Can leaders from different fields learn from one another? If so, how can this learning be accomplished? On March 10, the third Bimat Mandel session of 2013-2014 took place at the Mandel Leadership Institute (MLI) on the topic of “Outside the Box and Back: Leadership Journeys in Medicine, Psychology and Law.” Fellows from the Mandel School for Educational Leadership (MSEL) interviewed three prominent leaders of different professions. The goal: to learn about the ways to break through the boundaries of a given profession, to foster new ideas and innovative methods, and then to apply these back to accepted professional practice.

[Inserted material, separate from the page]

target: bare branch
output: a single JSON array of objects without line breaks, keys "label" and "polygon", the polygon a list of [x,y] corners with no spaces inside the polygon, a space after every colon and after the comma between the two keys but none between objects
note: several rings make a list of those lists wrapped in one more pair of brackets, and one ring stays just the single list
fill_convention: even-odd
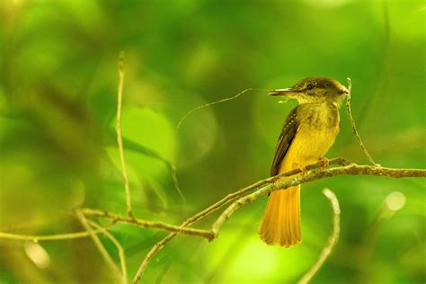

Dr. Dafna Meitar, a pediatric oncologist and the coordinator of the medical education program at Tel Aviv University, was interviewed by Tali Asher, an MSEL fellow whose field of expertise is literary education and librarianship. Meitar drew the distinction between “engaging in medicine” and “being a doctor." Meitar recounted how she helped spur the adoption of a more holistic approach to patient care, outlining the changes she initiated in the training process for physicians. In her opinion, cultivating a personal vision and identity, coupled with introspection and reflection, is an integral part of professional development in the field of medicine.
Professor Emanuel Berman, a psychoanalyst who also teaches at Haifa University, was interviewed by Tamar Shwartz, a social worker and MSEL fellow. Berman recounted how his personal and professional biography prepared him to introduce changes into the strict and hierarchical training program for psychoanalysts in Israel, allowing for an approach that involves greater dialogue between supervisors and trainees.
Finally, attorney Michael Tsur, a pioneer of mediation in Israel, was interviewed by Udit Corinaldi-Sirkis, a lawyer and MSEL fellow. Tsur provided a review of the personal path he had taken toward understanding the principles of mediation, and his belief in its advantages over other standard legal procedure. He placed special emphasis on his belief that the individual was equipped to decide for himself what was best for him, and pointed out the way in which mediation allows for the expression of personal emotions that are so intrinsic to conflicts.
Dr. Daniel Marom, head of pedagogical and tutorial development at the Mandel Leadership Institute, said that the accounts given by the three interviewees clearly demonstrated the validity of the working assumption at MLI: professional leadership is created when people go beyond the accepted paradigms and protocols in their fields.
The evening opened and concluded with selections on the harp by music thanatologist Adira Ben Aharon.